Indian Spiced Roasted Marrow with Yoghurt and Herbs
Roasted marrow with warm Indian spices on salted yoghurt with herbs and pomegranate
Ingredients
- 700 g marrow peeled deseeded and cut into ½ cm slices
- 3 tbsp neutral oil
- 1.5 tsp black mustard seeds
- 2 tsp cumin
- 2 tsp ground coriander
- 3 tsp garam masala
- ½ tsp turmeric
- 1 tsp Deggi or Kashmiri chilli powder
- 2 garlic cloves finely grated
- 2.5 cm piece ginger finely grated
- Salt
- Juice of ½ lemon
- 300 g thick Greek or natural yoghurt
- ½ small bunch coriander chopped
- Spring onions
- Pomegranate
- Nigella seeds or toasted cumin seeds optional
Instructions
- Preheat the oven to 210°C or 190°C fan.
- Mix the oil with the mustard seeds, cumin, ground coriander, garam masala, turmeric, chilli powder, garlic, ginger and a generous pinch of salt.
- Toss the marrow in the spiced oil until coated then spread in a single layer on a large roasting tray.
- Roast for 35 to 40 minutes turning halfway until golden and lightly blistered at the edges. Squeeze over the lemon juice and toss gently.
- Spoon the yoghurt onto a wide plate and season with a little salt. Pile the hot roasted marrow on top.
- Scatter with coriander, spring onions, pomegranate and a pinch of nigella seeds or toasted cumin.
Nutrition Facts
Calories
235Fat
17 gSugar
8 gProtein
7 gCarbs
14 gApproximate values per serving
Ingredients and sourcing tips
Marrow or oversized courgettes
Marrow works well because it softens quickly and absorbs spices easily. If you are using large courgettes, keep the slices fairly thick so they hold their shape when roasted.
Greek or natural yoghurt
Use a thick yoghurt so it stays in place under the warm marrow.
Fresh ginger and garlic
Finely grated ginger and garlic cling to the marrow as it roasts and add depth without dominating the yoghurt.
Pomegranate and herbs
These bring freshness and texture, so the dish feels lighter. If pomegranate is not available, a squeeze of lemon or lime at the end works well.

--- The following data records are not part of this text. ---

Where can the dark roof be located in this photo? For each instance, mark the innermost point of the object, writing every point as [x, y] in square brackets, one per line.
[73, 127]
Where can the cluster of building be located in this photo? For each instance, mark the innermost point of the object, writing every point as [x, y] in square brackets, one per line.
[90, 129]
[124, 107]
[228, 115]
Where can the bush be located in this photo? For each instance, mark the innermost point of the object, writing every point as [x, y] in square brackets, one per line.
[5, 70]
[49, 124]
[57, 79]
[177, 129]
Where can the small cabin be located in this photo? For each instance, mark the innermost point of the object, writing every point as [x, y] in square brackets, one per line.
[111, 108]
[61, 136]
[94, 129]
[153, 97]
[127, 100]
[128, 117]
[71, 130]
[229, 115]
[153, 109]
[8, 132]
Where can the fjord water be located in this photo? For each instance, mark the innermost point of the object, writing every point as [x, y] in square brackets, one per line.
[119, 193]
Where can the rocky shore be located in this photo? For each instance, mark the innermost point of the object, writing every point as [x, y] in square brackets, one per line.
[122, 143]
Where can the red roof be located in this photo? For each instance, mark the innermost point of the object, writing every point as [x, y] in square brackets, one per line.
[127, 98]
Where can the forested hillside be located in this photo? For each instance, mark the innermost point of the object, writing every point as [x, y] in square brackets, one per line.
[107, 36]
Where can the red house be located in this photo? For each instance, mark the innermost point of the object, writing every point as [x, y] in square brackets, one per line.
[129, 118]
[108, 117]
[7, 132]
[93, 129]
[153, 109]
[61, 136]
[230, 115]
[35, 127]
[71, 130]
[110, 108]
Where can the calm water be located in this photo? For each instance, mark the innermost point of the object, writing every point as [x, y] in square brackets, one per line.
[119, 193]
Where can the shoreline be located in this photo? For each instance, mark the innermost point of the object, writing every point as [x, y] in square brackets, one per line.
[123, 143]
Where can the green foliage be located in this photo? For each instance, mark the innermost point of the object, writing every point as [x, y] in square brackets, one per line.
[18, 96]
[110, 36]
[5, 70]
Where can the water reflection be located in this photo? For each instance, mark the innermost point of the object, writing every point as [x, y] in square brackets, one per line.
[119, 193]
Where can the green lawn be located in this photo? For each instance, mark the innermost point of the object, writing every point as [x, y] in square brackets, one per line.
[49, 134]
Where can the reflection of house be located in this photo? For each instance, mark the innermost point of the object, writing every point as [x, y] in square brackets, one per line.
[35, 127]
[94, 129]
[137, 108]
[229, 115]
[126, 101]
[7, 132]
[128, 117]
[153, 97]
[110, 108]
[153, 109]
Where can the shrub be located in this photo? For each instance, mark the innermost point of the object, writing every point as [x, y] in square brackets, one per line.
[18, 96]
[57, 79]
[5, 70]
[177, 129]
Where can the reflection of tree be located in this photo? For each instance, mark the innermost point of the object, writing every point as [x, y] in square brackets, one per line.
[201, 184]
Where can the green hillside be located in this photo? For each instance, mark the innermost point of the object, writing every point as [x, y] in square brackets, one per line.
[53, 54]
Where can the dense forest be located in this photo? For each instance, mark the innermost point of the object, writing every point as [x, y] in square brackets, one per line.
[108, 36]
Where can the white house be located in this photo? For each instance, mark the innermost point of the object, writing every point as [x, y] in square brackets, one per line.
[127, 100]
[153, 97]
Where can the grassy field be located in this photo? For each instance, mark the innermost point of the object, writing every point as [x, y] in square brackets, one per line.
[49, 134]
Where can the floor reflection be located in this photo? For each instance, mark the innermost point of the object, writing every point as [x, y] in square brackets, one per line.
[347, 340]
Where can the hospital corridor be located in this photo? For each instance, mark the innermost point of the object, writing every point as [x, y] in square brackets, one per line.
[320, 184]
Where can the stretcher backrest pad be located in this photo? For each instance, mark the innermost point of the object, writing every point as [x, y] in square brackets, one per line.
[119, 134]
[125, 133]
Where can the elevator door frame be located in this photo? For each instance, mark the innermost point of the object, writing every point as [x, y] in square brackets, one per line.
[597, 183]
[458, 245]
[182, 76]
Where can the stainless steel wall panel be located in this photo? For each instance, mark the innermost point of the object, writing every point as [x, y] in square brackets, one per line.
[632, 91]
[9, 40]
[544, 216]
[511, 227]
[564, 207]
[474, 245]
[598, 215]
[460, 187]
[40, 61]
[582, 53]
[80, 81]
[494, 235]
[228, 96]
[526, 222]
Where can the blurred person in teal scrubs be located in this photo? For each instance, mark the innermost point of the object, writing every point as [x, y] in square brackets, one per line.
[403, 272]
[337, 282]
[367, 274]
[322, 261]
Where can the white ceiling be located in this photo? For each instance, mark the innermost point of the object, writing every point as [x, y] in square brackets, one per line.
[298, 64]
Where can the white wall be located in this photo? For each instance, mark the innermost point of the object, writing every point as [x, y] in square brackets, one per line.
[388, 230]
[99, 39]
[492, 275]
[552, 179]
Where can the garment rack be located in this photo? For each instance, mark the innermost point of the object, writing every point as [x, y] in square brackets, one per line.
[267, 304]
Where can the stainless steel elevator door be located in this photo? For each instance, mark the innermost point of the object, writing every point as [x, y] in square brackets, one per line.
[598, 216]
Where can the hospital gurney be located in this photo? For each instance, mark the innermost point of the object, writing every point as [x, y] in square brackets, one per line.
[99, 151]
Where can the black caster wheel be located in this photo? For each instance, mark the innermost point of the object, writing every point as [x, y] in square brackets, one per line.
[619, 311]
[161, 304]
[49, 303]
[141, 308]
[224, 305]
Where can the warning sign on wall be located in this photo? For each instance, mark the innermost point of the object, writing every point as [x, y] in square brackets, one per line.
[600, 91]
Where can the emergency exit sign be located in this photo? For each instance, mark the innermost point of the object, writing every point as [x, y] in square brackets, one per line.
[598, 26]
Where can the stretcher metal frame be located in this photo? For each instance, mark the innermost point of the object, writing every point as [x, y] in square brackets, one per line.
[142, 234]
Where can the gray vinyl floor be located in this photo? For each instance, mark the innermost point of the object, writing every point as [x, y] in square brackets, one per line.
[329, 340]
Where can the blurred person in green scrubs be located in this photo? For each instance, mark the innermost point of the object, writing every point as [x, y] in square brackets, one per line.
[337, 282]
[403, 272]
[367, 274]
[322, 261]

Variations and dietary swaps
Vegetable swaps
Aubergine, squash and cauliflower work with the same spice mix. Adjust the roasting time so the edges caramelise without collapsing.
Heat levels
Increase the chilli powder for more warmth or use mild chilli powder for a softer finish. A little fresh green chilli sprinkled at the end works if you want the heat to stay bright.
Kitchen notes
Tips and pitfalls to avoid
Spread the marrow out well so it colours instead of steaming. If the tray is crowded, the slices stay pale and soft instead of caramelising. Mix the spices into the oil before coating the marrow so the flavours distribute evenly.
Timing and texture cues
The marrow is ready when the edges blister, the centres are tender and the spices darken slightly. It should lift off the tray without sticking. Add the lemon only at the end so it stays bright.
Storage and make ahead
Roast the marrow up to a day ahead and reheat it in a hot oven for five minutes. Assemble the dish just before serving so the yoghurt stays cool and the herbs stay fresh.
Serving suggestions
How to serve
Serve the marrow hot on top of the cool yoghurt so the contrast shows. A scattering of herbs and pomegranate gives the dish freshness and colour.
Drinks to pair
A crisp white wine such as Sauvignon Blanc or a cold lager works well with the spices. For a non alcoholic option, chilled sparkling water with lemon is clean enough not to compete.